И тут я вижу, как у нашей Светы лицо тухнет. Нежная белизна её кожи и румянец щёк теряют свежесть. И голос у неё другой оказывается. Он сломанный. Он чуть живой.
— С Женей мы расстались.
У неё слезы в глазах встали, и зрачки от того большими стали и чёрными.
— Что?.. — я не могу этому… это невозможно!
— Я же в БАНе работаю. Там столько благополучных, состоявшихся учёных, мужчин… Прекрасные костюмы, туфли не «Цебо», Испания… Цветы, духи. «Прямо из Парижа», — цитирует она. — «Я хотел бы пригласить вас в ресторан». А у Женьки единственный чёрный свитер с вытянутыми локтями, а дома спортивное трико, и вытянутые коленки, и стоптанные тапочки, и книги, книги. Вечные книги. Мне так жить захотелось, чтобы всё и сразу, а с ним, когда ещё…

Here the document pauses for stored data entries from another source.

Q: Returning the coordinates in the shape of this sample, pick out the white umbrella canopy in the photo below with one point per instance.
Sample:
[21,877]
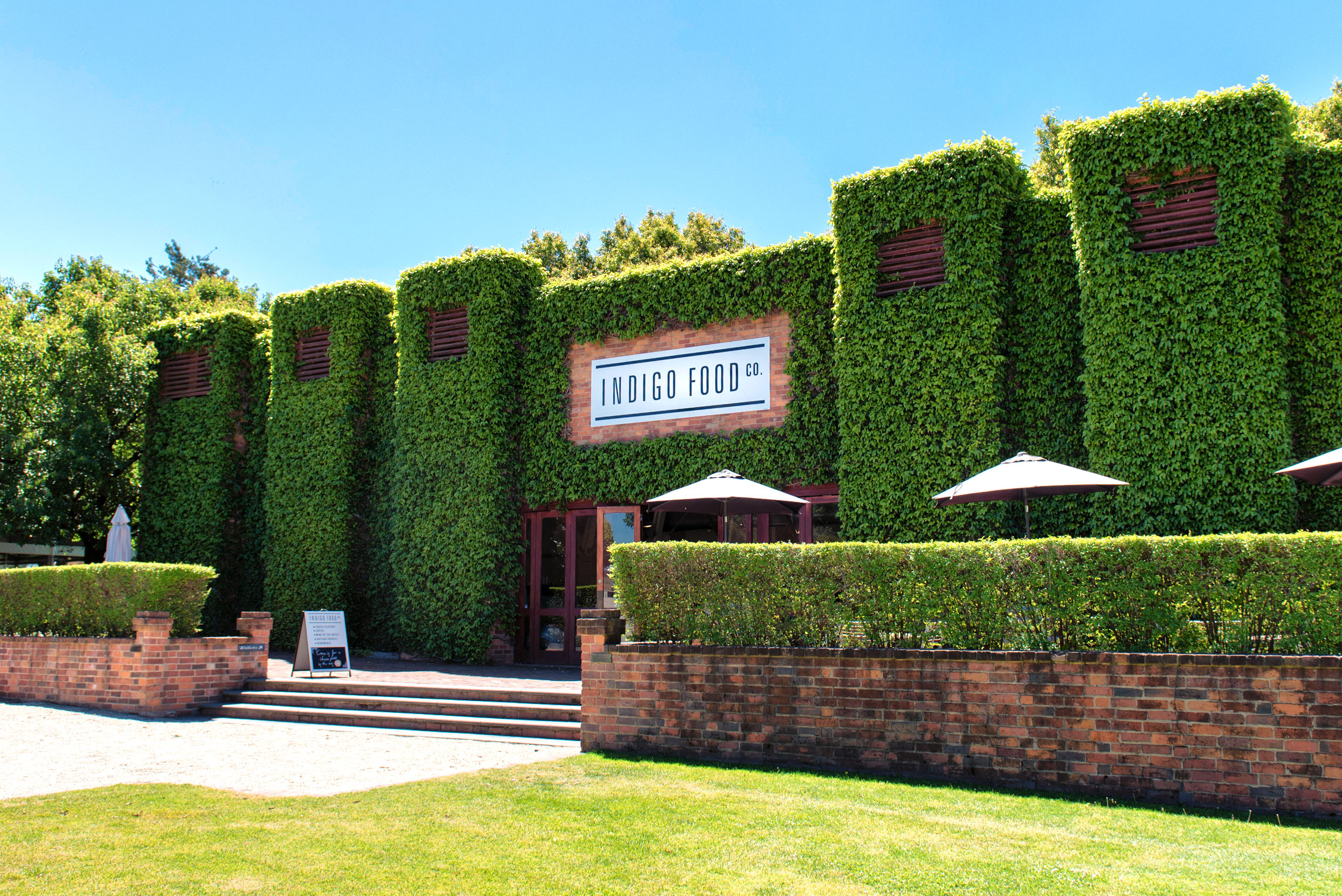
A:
[728,494]
[1325,470]
[1022,478]
[118,538]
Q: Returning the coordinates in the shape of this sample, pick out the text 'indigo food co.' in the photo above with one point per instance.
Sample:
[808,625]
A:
[682,383]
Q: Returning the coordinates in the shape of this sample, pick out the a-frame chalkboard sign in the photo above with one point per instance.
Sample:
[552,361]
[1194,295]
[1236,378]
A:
[323,644]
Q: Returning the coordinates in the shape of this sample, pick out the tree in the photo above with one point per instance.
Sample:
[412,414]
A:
[1048,170]
[74,384]
[1324,120]
[181,270]
[655,239]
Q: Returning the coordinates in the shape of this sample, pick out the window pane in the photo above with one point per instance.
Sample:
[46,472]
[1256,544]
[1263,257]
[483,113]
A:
[617,529]
[584,560]
[553,537]
[785,527]
[679,527]
[552,632]
[825,522]
[739,529]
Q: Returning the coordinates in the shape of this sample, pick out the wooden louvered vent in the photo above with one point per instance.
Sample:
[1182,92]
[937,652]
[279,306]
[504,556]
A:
[1185,220]
[916,258]
[184,374]
[313,361]
[449,334]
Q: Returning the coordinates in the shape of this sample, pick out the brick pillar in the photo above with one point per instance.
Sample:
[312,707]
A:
[597,629]
[255,627]
[151,675]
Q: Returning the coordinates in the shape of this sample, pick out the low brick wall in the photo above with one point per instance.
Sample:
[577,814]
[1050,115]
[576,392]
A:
[151,675]
[1259,733]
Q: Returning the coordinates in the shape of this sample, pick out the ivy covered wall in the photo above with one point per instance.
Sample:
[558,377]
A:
[1043,401]
[457,530]
[328,464]
[1185,352]
[392,487]
[921,372]
[1313,255]
[202,466]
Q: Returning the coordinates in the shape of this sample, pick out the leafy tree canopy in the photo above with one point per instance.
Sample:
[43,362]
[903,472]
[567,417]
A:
[1048,171]
[1324,120]
[657,238]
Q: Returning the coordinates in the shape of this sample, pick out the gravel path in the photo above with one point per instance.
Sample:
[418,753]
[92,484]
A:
[47,749]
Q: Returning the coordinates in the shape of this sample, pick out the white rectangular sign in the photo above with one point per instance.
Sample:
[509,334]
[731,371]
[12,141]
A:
[725,377]
[323,646]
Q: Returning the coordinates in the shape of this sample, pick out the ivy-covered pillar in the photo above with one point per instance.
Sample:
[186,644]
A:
[1044,403]
[457,533]
[919,253]
[1313,253]
[329,460]
[1177,208]
[204,450]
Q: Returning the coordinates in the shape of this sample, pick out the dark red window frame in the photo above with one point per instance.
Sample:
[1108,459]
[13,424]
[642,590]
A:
[312,354]
[914,259]
[184,374]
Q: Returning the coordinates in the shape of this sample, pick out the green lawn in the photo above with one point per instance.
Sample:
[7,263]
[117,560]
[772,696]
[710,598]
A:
[610,825]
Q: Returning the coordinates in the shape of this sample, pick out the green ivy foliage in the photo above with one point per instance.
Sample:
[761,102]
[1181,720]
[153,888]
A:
[793,277]
[203,459]
[328,464]
[101,600]
[1185,352]
[1043,399]
[457,534]
[919,373]
[1313,251]
[1184,595]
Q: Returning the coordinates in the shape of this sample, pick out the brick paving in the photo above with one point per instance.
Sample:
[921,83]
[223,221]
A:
[514,678]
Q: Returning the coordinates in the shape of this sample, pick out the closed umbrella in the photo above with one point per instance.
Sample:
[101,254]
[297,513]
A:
[1022,478]
[1325,470]
[728,494]
[118,540]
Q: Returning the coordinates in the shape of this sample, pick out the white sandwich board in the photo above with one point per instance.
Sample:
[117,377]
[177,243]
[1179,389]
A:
[323,644]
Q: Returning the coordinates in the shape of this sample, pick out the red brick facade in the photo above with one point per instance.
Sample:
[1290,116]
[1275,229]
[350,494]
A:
[778,326]
[150,675]
[1259,733]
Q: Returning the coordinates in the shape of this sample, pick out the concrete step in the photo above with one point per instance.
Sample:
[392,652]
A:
[408,721]
[420,706]
[414,691]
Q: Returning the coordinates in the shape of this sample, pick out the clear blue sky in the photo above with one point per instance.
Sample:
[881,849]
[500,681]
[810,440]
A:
[314,142]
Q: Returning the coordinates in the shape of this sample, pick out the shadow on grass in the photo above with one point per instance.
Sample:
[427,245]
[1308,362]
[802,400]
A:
[1023,792]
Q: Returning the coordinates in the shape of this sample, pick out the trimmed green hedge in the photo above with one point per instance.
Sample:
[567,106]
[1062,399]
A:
[792,277]
[1185,352]
[328,464]
[200,500]
[1044,404]
[99,600]
[457,541]
[1313,251]
[1211,593]
[919,373]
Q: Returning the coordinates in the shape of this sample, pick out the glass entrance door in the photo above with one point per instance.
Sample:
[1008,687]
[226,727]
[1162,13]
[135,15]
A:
[562,580]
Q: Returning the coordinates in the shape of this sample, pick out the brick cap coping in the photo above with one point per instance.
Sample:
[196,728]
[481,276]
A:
[998,656]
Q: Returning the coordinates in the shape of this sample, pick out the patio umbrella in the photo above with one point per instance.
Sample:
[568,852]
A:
[118,540]
[1325,470]
[1022,478]
[728,494]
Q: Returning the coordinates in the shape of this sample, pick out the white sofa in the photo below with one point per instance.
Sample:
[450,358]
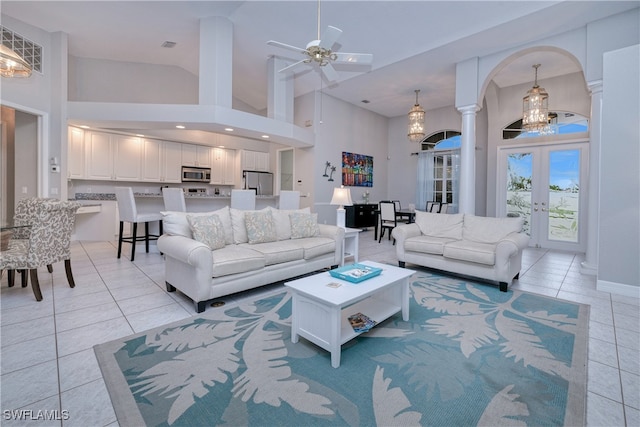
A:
[463,244]
[243,251]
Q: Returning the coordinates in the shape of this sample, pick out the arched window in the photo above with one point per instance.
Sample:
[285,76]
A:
[439,170]
[560,122]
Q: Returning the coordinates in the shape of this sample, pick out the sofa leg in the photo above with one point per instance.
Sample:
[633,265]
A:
[200,306]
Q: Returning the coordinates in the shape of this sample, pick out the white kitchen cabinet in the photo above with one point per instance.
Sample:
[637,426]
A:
[161,161]
[113,157]
[196,155]
[223,166]
[75,150]
[255,161]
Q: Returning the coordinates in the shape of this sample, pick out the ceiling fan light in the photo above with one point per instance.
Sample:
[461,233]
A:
[416,122]
[12,65]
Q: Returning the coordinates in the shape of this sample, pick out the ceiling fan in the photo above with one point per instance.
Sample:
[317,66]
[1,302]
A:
[320,52]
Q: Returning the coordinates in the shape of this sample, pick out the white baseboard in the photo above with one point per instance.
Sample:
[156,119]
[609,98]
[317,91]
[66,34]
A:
[618,288]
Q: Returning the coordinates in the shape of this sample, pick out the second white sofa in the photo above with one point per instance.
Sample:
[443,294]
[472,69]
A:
[482,247]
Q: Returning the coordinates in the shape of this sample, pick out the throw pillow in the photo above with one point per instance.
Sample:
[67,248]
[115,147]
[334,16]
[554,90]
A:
[260,227]
[208,230]
[304,225]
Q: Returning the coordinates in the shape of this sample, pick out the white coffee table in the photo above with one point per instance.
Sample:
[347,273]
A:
[320,312]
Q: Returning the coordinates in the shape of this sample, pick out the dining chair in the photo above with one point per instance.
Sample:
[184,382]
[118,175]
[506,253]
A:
[174,199]
[388,219]
[48,242]
[128,212]
[243,199]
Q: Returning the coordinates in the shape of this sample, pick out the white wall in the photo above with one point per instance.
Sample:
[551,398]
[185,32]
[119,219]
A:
[619,228]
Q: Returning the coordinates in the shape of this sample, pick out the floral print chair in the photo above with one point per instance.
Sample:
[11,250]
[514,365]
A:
[48,240]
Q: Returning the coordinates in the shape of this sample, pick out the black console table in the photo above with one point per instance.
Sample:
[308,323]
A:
[361,215]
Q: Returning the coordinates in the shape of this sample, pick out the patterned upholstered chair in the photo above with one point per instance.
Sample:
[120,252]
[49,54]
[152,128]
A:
[48,241]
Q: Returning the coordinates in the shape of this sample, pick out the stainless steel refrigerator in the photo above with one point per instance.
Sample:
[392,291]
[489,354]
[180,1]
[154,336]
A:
[261,182]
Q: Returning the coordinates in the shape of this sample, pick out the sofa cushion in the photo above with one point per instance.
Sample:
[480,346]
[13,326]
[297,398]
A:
[282,221]
[207,229]
[176,223]
[234,259]
[304,225]
[448,226]
[279,251]
[426,244]
[489,230]
[464,250]
[260,227]
[316,246]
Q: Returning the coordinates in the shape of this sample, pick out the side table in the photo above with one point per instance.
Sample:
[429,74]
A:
[350,244]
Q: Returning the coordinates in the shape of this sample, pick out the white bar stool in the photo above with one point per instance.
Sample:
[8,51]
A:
[128,212]
[174,199]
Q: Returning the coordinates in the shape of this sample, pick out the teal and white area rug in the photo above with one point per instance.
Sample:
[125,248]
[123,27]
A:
[470,355]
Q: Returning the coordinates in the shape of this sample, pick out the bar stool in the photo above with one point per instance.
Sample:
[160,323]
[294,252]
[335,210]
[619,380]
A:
[128,212]
[174,199]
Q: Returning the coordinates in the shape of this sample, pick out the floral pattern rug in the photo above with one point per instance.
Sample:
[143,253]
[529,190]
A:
[469,355]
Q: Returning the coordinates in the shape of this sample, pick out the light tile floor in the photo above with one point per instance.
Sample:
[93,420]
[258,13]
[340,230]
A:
[47,360]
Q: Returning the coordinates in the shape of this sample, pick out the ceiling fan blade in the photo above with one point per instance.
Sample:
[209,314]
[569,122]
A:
[354,58]
[329,73]
[329,37]
[292,66]
[286,46]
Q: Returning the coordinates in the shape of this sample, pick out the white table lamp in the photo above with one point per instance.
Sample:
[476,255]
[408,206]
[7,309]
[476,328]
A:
[342,198]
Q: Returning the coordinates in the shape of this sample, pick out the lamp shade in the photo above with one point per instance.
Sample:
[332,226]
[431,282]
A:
[341,197]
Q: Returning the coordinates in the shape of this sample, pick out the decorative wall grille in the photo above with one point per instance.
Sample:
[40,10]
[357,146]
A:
[28,50]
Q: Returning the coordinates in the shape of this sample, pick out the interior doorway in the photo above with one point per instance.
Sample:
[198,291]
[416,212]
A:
[546,184]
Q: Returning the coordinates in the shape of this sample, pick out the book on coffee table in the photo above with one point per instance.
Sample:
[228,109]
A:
[361,323]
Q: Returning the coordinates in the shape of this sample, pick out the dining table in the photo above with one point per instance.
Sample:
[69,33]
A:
[402,214]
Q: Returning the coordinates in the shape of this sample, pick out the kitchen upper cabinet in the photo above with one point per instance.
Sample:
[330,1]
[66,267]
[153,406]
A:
[161,161]
[75,154]
[255,161]
[223,166]
[196,155]
[113,157]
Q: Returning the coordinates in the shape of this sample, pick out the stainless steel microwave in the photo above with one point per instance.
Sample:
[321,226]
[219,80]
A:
[192,174]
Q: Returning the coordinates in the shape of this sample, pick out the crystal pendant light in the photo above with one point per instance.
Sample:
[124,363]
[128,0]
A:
[535,108]
[416,122]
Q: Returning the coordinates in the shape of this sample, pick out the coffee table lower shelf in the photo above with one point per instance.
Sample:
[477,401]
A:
[320,314]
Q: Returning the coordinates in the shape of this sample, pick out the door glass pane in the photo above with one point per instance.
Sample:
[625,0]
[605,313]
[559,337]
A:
[519,172]
[564,192]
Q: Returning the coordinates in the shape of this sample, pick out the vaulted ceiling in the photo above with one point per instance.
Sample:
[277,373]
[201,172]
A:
[415,44]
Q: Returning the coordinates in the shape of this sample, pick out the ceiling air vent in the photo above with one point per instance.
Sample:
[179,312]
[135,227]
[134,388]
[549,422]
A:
[28,50]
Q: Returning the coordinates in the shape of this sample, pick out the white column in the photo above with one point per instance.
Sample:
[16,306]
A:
[590,264]
[216,62]
[280,91]
[467,199]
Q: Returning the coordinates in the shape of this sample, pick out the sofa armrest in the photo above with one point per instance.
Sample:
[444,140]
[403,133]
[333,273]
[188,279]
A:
[511,245]
[185,250]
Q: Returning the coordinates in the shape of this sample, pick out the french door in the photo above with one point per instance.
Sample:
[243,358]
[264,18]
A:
[547,185]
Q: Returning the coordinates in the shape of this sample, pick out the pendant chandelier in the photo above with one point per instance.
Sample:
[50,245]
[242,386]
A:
[535,108]
[416,122]
[12,65]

— Света!.. — я не знаю, что сказать.
— А потом оказалось, все хотят в постель. А замуж только он позвал.
— Свет, ты вернись к нему. Вы в моей памяти самая замечательная пара на свете. Я вас, наверное, всю жизнь буду помнить. И вместе. И знать буду, что любовь так выглядит. Как вы, когда вы вместе.
— Поздно уже. Я ведь не просто ушла, я ведь стерва ещё та!.. Я провожаю её к технологическому, потом мы едем на трамвае. Потом новые дома. Лавочка у подъезда. Холодно.
— А Ильюшка последнюю ночь провёл у нас, ещё в Дегтярном… Он тогда так увлёкся своими писаниями, что совсем забыл выйти на сессию, потом ещё месяц тайком жил в общежитии. А когда Серёжка Казаков позвал его, то собрался и улетел в Якутию. Женя и Лёшка Давыденков его в аэропорт проводили. Я тебя к себе не зову, у меня хозяйка. Прости.
— Ничего, Свет, ничего. А где он?
— Я не знаю. Это к Жене нужно… Они переписываются. Она вдруг вздохнула тяжело, печально. Сказала:
— Пропадёт он там. Он же совсем ещё мальчик, совсем ребёнок. Это было новостью. Я, конечно, знаю, что он чудной, и сам про себя сказал однажды:
— Знаешь, мне кажется, я недоделанный какой-то. Что-то, верно, пропустили, упростили… конструкцию при сборке.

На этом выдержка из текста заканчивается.